I have a lot to write about and I doubt very much that it will all fit into one blog post but I'll try and cover a bit of the background in this post and a general overview of the weekend. As covered in previous enties this year was my second Sparkle, the first being twelve months ago. I was a bit disorganised that time and and ended up crashing on peoples floors. It was ok, but I did feel as if I was imposing a little. This time I made sure to book a hotel room early but having not met up with many people who I knew were going I didn't end up sharing with anyone. I ended up being quite far from other people and this made me feel a little bit isolated as I was often wandering around by myself while waiting for people. I'll have to make sure to rectify this before I start re-enforcing my image as the resident billy-no-mates of Sparkle.

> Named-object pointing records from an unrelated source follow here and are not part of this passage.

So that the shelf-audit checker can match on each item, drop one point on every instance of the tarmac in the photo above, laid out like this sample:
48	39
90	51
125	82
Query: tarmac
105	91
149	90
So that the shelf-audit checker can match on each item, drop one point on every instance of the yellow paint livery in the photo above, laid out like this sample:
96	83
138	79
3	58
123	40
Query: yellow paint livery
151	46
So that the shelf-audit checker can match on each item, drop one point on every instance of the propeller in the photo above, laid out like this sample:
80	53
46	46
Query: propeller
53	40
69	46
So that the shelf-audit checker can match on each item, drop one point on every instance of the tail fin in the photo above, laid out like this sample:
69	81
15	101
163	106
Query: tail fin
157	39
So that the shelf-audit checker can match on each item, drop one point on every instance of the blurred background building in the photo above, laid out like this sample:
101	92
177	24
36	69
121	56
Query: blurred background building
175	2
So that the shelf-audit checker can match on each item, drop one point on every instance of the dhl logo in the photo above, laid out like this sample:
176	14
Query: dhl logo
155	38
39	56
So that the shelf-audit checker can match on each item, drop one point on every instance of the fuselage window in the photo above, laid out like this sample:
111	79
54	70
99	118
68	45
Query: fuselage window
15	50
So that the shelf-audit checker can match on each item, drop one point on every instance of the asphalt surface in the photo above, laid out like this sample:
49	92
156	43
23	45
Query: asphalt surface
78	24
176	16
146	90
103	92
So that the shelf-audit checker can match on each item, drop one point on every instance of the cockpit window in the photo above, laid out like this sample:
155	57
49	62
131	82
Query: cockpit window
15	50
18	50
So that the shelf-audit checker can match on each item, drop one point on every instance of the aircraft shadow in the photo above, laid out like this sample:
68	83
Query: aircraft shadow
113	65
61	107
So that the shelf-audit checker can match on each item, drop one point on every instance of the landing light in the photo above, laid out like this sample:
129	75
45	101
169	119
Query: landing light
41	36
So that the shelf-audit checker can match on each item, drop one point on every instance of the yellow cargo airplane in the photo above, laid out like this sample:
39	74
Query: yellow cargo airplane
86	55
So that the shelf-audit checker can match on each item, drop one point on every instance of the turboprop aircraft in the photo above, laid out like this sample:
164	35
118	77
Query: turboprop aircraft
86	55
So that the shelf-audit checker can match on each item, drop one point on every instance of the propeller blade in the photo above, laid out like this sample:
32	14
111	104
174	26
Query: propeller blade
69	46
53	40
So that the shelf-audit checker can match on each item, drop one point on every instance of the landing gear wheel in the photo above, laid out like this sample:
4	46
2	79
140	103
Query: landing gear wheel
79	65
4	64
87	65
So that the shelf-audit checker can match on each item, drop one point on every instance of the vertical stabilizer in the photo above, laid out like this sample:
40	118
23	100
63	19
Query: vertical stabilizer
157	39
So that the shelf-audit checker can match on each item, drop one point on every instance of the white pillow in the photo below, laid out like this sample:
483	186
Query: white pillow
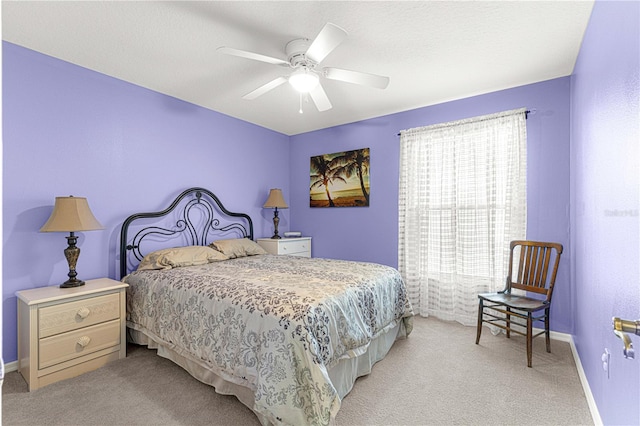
238	247
180	256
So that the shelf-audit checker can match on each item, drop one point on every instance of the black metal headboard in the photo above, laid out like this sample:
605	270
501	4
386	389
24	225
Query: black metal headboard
202	217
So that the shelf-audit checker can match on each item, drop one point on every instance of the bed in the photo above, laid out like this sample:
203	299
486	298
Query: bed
288	336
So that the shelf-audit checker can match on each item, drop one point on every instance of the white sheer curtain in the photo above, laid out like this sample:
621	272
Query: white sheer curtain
462	199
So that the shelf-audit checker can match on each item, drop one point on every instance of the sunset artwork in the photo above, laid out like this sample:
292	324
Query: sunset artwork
340	179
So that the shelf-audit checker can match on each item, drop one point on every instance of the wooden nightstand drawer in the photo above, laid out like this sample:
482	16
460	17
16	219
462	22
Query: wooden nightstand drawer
57	349
64	332
74	315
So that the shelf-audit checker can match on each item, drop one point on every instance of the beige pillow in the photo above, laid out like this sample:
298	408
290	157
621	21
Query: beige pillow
180	256
238	247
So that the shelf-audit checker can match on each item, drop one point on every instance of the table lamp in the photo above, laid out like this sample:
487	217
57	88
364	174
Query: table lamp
71	214
275	200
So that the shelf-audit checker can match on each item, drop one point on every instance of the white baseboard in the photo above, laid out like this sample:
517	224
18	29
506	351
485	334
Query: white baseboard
563	337
593	408
11	366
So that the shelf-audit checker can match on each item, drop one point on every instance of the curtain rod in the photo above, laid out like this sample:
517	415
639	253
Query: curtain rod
526	115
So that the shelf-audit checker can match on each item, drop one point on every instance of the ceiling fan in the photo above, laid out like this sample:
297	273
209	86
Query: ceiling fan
304	57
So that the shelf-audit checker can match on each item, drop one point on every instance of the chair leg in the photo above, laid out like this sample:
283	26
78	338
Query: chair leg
529	339
546	329
479	326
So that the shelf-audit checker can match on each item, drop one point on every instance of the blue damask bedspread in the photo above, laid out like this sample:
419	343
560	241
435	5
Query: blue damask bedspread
275	324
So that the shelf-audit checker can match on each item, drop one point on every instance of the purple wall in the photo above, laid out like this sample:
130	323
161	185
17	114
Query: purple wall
371	233
605	195
72	131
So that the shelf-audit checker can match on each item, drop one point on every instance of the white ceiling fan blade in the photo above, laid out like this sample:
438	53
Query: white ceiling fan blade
265	88
251	55
329	37
357	77
320	98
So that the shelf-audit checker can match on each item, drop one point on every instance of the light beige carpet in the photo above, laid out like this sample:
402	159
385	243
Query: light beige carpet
438	376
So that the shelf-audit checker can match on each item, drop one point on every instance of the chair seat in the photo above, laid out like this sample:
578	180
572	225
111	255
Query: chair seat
524	303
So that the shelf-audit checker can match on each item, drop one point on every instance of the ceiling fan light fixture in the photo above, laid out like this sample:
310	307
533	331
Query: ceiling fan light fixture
303	80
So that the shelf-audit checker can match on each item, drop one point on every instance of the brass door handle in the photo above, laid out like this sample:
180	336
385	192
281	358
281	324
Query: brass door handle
621	328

Hopefully though I met enough people over the weekend that I will be able to arrange to stay closer to people and maybe even share a room. I got a good deal at the hotel and it wasn't to expensive but if I'd been in a triple instead of a single it would have been cheaper and I wouldn't have had to share a bathroom. There were at least three people who I met for the first time over the weekend who I've actually known for probably two years each and it was nice to finally meet in purpose and see them as real people as opposed to electronic-contacts.

Thats probably the best thing about Sparkle, there are so many people that its the best chance to meet new friends. The fact its in Manchester's Canal Street as opposed to just a night in a bar means that you can do alot more mingling and talk to stranger or friends-of-friends more naturally and without shouting.

Anyway, I'm tired and need to catch up with my sleep so I'll finish there for tonight but promise to write more when I get half a chance!

Tuesday 6 July 2010

Another Night of Indulgence

About 12 months ago, the organisers of my local munch decided that they were going to set up a club night, so that people from my little city and the surrounding area can get their local fetish fix. Having been overseas for much of the last year, I missed the first couple of events but heard that they were very well attended and successful. I managed to make it to the last one and covered it in a previous blog and last Saturday I made to to my second Club Indulgence.

Previous events had had some great numbers but perhaps had not been as well organised as the group might have hoped. To tighten things up we got together a five-person committee to take responsibility for different things and somehow I ended up being the fifth member. Not that I had too much responsibilities to worry about and, to be honest I didn't actually make any of the pre-event meetings, but it did mean that I was able to wear a shiny badge on the night that told everyone I was a Team Member.

In my case being a team member consisted of pestering everyone to buy raffle tickets, making sure that no one was sitting around on their own like a lemon and test driving any of the equipment that others thought wasn't getting the attention it deserved. All this was quite fun although I did feel a little bad pestering people to buy raffle tickets but most people bought a fivers worth and we made a fair amount of money which was split between an equipment fund and a chosen charity. In this case it was for a domestic violence supporting group which was a very worthy cause.

For the night we kindly had some equipment loaned by the local barn that I have blogged about previously, including the frame that had been put together at the scrap yard challenge the other week. In addition to this there was a flogging bench, a netted frame and a very small cage which I got locked in for a small chunk of the night. The cage seemed tiny and I had to back in but I was quite pleased at how long I was able to remain in it without feeling too uncomfortable.

Having my 'Team Member' and being forced to sell raffle tickets meant that I was able to talk to everyone who came to the club night. We only had abut 30-35 people which was less then normal but it was a good enough number that people didn't feel over crowded and could talk to each other and use the different pieces of equipment.

The night finished at about two and I stayed to help tidy up at the end. Everything ran really smoothly and I'm looking forward to the next one which will be in September.